Para a mãe do aluno alfabetizado remotamente, a metodologia empregada fez toda a diferença, assim como a orientação dos professores aos pais sobre quando e como ajudar a criança que está aprendendo em casa. “Os professores eram maravilhosos e conseguiam prender a atenção de todos os alunos na tela. O Kaue esperava ansioso pela hora da aula e, depois de alguns dias, já se desenvolvia sozinho e nem precisava do meu auxílio. Aos poucos ele foi aprendendo a reconhecer as letras, depois os sons e então aprendeu a ler, escrever e, inclusive, a formar frases”, relata Darliane.

Dicas para ajudar na alfabetização das crianças em ensino remoto

A alfabetização é um dos períodos mais desafiadores da vida escolar. Segundo Lucila Sarteschi, coordenadora dos Anos Iniciais do Ensino Fundamental do Colégio Renascença, em São Paulo, uma das maiores dificuldades está relacionada à escrita – tanto o desenvolvimento motor quanto a passagem da letra bastão para a letra cursiva.

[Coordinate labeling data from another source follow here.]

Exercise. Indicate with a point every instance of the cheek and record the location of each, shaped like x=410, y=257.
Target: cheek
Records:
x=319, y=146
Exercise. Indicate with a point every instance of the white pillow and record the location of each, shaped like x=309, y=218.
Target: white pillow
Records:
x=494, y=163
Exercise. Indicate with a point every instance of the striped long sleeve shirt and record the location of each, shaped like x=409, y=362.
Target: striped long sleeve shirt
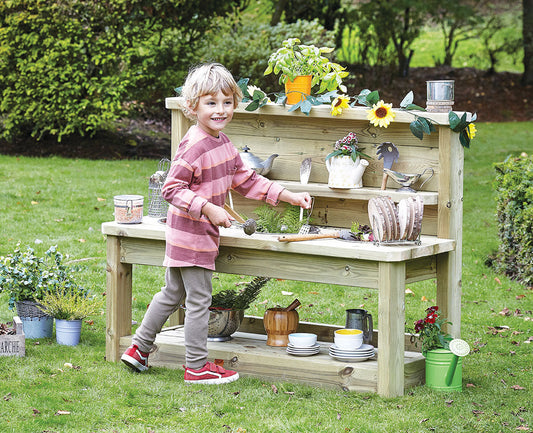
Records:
x=203, y=170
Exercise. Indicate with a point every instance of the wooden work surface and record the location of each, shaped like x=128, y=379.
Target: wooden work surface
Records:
x=363, y=264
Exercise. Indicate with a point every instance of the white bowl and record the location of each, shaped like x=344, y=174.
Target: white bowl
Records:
x=302, y=339
x=348, y=339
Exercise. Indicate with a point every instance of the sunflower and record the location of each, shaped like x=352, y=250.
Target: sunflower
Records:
x=471, y=130
x=338, y=104
x=381, y=114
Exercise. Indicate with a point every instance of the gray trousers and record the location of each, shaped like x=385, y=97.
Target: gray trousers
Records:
x=195, y=282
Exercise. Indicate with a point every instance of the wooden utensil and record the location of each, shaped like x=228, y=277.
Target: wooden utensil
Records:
x=339, y=234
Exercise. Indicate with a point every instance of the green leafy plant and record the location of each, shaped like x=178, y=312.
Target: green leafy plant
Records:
x=69, y=304
x=347, y=146
x=293, y=59
x=29, y=277
x=430, y=332
x=271, y=220
x=514, y=204
x=239, y=300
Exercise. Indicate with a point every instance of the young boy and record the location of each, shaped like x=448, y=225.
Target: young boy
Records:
x=206, y=166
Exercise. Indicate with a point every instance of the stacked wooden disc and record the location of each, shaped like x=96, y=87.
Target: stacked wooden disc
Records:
x=393, y=223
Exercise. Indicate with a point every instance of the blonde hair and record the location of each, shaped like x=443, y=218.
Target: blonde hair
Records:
x=208, y=79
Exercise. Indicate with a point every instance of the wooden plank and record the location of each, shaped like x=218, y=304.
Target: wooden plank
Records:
x=391, y=323
x=118, y=298
x=323, y=111
x=450, y=225
x=250, y=356
x=413, y=159
x=294, y=266
x=324, y=332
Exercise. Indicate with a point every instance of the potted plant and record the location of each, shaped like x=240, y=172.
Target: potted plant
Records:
x=27, y=278
x=435, y=347
x=294, y=60
x=227, y=309
x=69, y=307
x=345, y=165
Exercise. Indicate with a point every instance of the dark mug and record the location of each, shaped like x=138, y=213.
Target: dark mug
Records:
x=357, y=318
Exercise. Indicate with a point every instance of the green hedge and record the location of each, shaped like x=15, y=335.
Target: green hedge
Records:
x=74, y=66
x=514, y=187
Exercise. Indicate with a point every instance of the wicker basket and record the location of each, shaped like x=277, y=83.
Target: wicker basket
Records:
x=30, y=309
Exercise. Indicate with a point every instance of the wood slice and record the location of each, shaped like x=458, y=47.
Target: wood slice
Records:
x=375, y=215
x=404, y=218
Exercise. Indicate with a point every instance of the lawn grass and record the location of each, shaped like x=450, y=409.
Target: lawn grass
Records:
x=63, y=201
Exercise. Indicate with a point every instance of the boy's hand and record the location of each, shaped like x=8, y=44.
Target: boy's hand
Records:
x=217, y=215
x=302, y=199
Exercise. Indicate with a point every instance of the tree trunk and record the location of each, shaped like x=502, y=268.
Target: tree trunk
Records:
x=276, y=16
x=527, y=32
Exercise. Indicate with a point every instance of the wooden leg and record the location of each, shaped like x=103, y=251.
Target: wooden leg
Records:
x=449, y=294
x=118, y=296
x=391, y=325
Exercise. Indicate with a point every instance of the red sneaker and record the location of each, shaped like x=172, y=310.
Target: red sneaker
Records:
x=135, y=359
x=210, y=373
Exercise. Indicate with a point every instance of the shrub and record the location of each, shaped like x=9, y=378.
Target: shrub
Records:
x=244, y=48
x=514, y=186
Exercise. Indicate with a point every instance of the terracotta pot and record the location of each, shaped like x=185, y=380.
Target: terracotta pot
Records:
x=279, y=324
x=301, y=83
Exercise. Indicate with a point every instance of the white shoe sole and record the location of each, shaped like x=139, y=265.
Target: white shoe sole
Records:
x=218, y=381
x=133, y=363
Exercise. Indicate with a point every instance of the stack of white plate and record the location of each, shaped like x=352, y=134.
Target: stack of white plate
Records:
x=303, y=351
x=365, y=352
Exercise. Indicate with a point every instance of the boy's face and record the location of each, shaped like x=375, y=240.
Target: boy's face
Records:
x=214, y=112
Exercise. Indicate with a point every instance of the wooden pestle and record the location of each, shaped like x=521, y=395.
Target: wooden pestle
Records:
x=294, y=304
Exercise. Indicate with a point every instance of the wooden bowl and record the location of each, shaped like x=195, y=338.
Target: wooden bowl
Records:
x=279, y=324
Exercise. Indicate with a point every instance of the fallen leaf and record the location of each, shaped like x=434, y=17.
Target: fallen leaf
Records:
x=505, y=312
x=62, y=412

No que diz respeito ao ensino de ler e escrever no formato remoto, a coordenadora ressalta que a parceria entre a escola e a família pode fazer toda a diferença. Para auxiliar o processo, a educadora compartilhou dicas de atividades e brincadeiras que podem ser feitas com as crianças, em casa, para estimular a alfabetização:

  • Criar listas: os pais podem convidar a criança a escrever listas de compras, de lugares a serem explorados, entre outros. Listas estimulam a organização do pensamento e fazem parte do “escrever com sentido”.
  • Bilhetes pela casa: a escrita de bilhetes e convites também é uma excelente ferramenta, pois os textos são curtos, de fácil compreensão e cumprem um papel social. Por meio deles, pais e filhos podem estreitar laços de confiança e segurança, tão importantes nesse momento. Além disso, essa brincadeira também pode ajudar com que as crianças elaborem e expressem os sentimentos.
  • Cultivar a leitura : de acordo com a profissional, a parceria dos pais é importante também na leitura de diferentes gêneros textuais, como: crônicas, poesias, gibis, contos. Desta forma, estimulam e demonstram a importância dessa habilidade; não apenas no âmbito acadêmico, mas também por ser um hábito divertido e prazeroso.

A coordenadora tranquiliza os pais quanto às possíveis lacunas na aprendizagem, por conta da falta de contato presencial. “Algumas conquistas educacionais, como posicionar o lápis na pauta e realizar movimentos corretos e precisos, exigem tempo, treino, persistência e observação por parte do professor. Mas será possível recuperar esses aprendizados, assim como as falhas de gramática e ortografia, nos próximos anos de escolaridade”, finaliza.